Adipose tissue undergoes constant proliferation (triglyceride synthesis, lipogenesis) and regression
(triglyceride hydrolysis, lipolysis). Fat metabolism is regulated by neurotransmitters produced by
sympathetic nerve fibres, and by hormones. Insulin and prostaglandin E1 inhibit the release of fatty
acids from fat cells by blocking adenylate cyclase cAMPreceptors on the plasmalemma (lipogenesis).

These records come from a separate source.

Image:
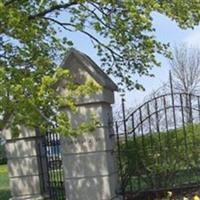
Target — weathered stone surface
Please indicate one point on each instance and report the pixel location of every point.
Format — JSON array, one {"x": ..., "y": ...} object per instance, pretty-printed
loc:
[
  {"x": 90, "y": 171},
  {"x": 88, "y": 164},
  {"x": 25, "y": 185},
  {"x": 91, "y": 188},
  {"x": 23, "y": 167},
  {"x": 99, "y": 140},
  {"x": 21, "y": 148}
]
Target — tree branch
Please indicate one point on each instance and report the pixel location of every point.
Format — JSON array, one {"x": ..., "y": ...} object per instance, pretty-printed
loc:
[
  {"x": 63, "y": 25},
  {"x": 52, "y": 9}
]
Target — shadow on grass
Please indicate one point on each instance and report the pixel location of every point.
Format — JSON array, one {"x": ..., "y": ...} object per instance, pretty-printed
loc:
[{"x": 4, "y": 194}]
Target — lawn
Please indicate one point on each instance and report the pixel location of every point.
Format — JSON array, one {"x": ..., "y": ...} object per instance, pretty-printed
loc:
[{"x": 4, "y": 183}]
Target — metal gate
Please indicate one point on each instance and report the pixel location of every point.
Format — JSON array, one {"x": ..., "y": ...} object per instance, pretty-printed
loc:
[
  {"x": 52, "y": 166},
  {"x": 159, "y": 146}
]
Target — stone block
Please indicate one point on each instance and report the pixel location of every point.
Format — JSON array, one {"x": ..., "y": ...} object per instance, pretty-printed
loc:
[
  {"x": 91, "y": 188},
  {"x": 26, "y": 185},
  {"x": 24, "y": 133},
  {"x": 23, "y": 167},
  {"x": 88, "y": 164},
  {"x": 99, "y": 140},
  {"x": 21, "y": 148},
  {"x": 103, "y": 113}
]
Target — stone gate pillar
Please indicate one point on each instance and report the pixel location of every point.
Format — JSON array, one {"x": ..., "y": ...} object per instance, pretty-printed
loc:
[
  {"x": 90, "y": 171},
  {"x": 25, "y": 162}
]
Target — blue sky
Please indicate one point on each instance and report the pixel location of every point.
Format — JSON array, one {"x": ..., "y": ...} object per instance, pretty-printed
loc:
[{"x": 166, "y": 31}]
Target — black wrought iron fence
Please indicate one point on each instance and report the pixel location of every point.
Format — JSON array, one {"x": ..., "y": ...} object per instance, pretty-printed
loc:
[
  {"x": 54, "y": 169},
  {"x": 159, "y": 144}
]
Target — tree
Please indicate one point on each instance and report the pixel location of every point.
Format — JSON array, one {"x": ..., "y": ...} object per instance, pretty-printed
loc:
[
  {"x": 185, "y": 65},
  {"x": 30, "y": 49}
]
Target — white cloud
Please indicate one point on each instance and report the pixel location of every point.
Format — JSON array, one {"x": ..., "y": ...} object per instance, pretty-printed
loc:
[{"x": 193, "y": 37}]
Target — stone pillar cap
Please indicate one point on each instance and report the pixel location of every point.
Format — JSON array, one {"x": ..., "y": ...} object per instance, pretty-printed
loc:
[{"x": 90, "y": 67}]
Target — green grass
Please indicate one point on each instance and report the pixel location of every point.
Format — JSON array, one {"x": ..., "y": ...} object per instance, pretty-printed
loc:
[
  {"x": 4, "y": 183},
  {"x": 165, "y": 159}
]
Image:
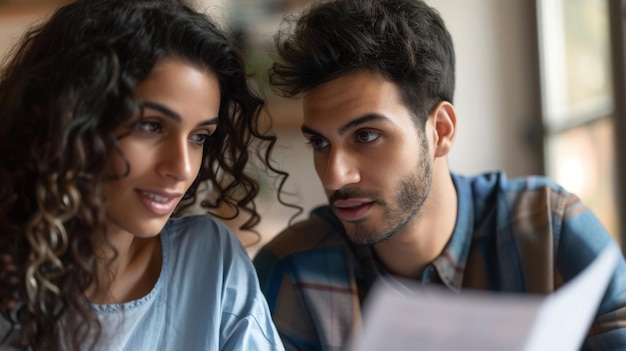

Deposition of mucopolysaccharides can give rise to large vesicular, honeycomb-like fat cells (serous
fat). During embryonic development, adipose tissue serves as a placeholder for subsequently
developing tissues.
adipose tissue can be divided into:
o Pluri- or multilocular adipose tissue (brown fat) – (textus adiposus fuscus) the cytoplasm of
adipocytes contains numerous fat droplets of varying size. This type of adipose tissue develops
from strands of cells containing large numbers of mitochondria with abundant cytochrome
(hence ‘brown’ fat). The individual adipocytes are smaller (15–25 μm) than in white adipose
tissue. Found in birds, hibernating animals and rodents (e.g. in the pectoral girdle). It also
constitutes 5% of the body mass of newborn mammals. The primary functions of brown fat are
to generate heat and provide a source of energy.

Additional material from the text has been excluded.